Il tesoro di Morgantina

La città greco-sicula ha restituito uno straordinario complesso di argenti ellenistici.
Morgantina

Morgantina silente e abbandonata su un vasto pianoro ondulato che digrada a perdita d’occhio verso il lontano mare (ci troviamo in località Serra Orlando, nel cuore stesso della Sicilia). La scoprii anni fa per caso, tra campi smaglianti sotto un sole cocente, mentre con l’amico che mi faceva da guida ero diretto in auto verso quell’altra meraviglia che è la Villa di Piazza Armerina.

Morgantina: quasi fantasma di un glorioso passato, testimoniato dai ruderi sparsi dell’acropoli, dell’agorà coi suoi edifici pubblici, del teatro, delle abitazioni aristocratiche. Fu infatti città siculo-greca splendidissima, vissuta all’ombra della più celebre Siracusa, di cui condivise la sorte. Subì in tanti secoli ripetuti saccheggi e distruzioni fino al tracollo definitivo nel 35 a.C., quando Ottaviano, non ancora imperatore, la fece radere al suolo. Né prima era sfuggita, insieme ad altri centri della Sicilia, all’insaziabile avidità di opere d’arte del governatore romano Caio Verre, come ricorda Cicerone.

 

Eppure qualcosa di tanta ricchezza era rimasta se negli anni Ottanta del XX secolo, da una dimora abbandonata alla fine della seconda guerra punica (nel 211 a.C., quando la città diventò possesso di Roma), scavatori clandestini trafugarono sedici magnifici oggetti di argento dorato risalenti al III sec. a.C., di cui almeno nove destinati al banchetto: uno dei più rari argenti ellenistici della Magna Grecia che siano a noi pervenuti, di cui si ammirano le raffinatissime decorazioni vegetali e figurate (soprattutto la Scilla nel fondo di una coppa da vino).

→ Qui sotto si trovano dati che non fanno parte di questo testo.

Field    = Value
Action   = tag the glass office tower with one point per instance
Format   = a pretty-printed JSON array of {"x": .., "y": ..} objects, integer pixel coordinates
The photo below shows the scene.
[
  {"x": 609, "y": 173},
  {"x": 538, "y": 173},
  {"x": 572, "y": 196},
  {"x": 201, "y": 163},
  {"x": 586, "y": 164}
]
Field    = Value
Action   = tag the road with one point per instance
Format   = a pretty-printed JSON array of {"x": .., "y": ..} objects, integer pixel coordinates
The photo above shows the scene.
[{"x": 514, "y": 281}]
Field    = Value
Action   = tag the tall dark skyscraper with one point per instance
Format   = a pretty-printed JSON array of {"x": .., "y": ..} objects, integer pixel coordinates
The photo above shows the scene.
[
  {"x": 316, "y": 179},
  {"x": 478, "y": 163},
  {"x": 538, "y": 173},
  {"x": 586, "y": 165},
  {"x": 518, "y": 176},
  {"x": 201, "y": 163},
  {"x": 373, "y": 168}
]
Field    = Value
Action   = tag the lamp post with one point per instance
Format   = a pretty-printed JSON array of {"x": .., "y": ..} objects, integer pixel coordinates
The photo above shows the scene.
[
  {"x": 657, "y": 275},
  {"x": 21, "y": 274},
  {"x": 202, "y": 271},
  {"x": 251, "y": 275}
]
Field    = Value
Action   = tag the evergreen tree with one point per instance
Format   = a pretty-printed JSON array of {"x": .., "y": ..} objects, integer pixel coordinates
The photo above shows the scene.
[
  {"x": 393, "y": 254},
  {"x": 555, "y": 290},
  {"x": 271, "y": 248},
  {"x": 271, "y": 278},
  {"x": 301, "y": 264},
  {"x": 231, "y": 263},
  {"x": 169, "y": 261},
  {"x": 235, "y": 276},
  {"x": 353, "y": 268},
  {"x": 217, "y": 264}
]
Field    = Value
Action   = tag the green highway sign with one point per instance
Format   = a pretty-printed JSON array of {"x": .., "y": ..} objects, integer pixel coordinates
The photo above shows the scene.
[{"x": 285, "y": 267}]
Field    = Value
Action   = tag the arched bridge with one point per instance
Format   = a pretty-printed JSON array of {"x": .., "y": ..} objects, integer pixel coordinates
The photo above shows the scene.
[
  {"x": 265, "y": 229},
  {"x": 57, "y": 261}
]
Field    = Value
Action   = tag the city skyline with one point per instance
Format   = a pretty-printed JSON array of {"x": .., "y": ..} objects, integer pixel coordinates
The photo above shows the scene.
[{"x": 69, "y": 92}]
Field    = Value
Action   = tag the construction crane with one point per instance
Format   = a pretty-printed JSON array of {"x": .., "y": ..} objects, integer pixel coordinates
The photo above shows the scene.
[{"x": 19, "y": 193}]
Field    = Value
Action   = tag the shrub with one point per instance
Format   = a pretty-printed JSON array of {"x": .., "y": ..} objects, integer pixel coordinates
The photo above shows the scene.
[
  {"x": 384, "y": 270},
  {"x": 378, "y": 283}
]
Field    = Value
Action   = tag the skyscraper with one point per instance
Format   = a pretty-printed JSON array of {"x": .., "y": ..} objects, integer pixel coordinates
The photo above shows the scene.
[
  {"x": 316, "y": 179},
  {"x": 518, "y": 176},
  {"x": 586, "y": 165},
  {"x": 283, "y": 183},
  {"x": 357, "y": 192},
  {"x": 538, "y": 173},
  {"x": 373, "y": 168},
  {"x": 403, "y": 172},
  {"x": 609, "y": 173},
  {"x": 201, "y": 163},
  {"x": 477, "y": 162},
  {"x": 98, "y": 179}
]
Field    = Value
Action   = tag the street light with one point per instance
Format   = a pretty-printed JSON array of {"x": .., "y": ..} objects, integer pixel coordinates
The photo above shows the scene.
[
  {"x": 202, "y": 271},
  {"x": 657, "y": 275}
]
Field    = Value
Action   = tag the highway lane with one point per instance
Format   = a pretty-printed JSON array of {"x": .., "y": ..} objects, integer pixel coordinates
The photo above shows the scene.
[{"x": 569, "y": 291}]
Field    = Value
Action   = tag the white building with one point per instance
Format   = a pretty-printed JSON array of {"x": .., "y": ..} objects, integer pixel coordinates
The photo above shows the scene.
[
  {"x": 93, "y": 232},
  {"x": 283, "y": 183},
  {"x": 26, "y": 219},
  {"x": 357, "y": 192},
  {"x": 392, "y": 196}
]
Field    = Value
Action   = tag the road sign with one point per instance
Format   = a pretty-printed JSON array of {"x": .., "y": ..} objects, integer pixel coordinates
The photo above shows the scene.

Emigrato all’estero, soltanto di recente il cosiddetto “tesoro di Morgantina” è stato restituito all’Italia dal Metropolitan Museum of Art di New York, che quei reperti, insieme ad altri non meno splendidi, aveva acquisito nel mercato illecito. Nel Museo di Aidone, a due chilometri da Morgantina, dov’è destinato, andrà ad aggiungersi ai due acroliti di Demetra e Kore, per essere poi raggiunto dalla cosiddetta Afrodite di Morgantina: opere queste, già trafugate e la cui restituzione all’Italia è stata resa possibile grazie all’accordo tra il nostro ministero per i Beni e le attività culturali e il museo statunitense.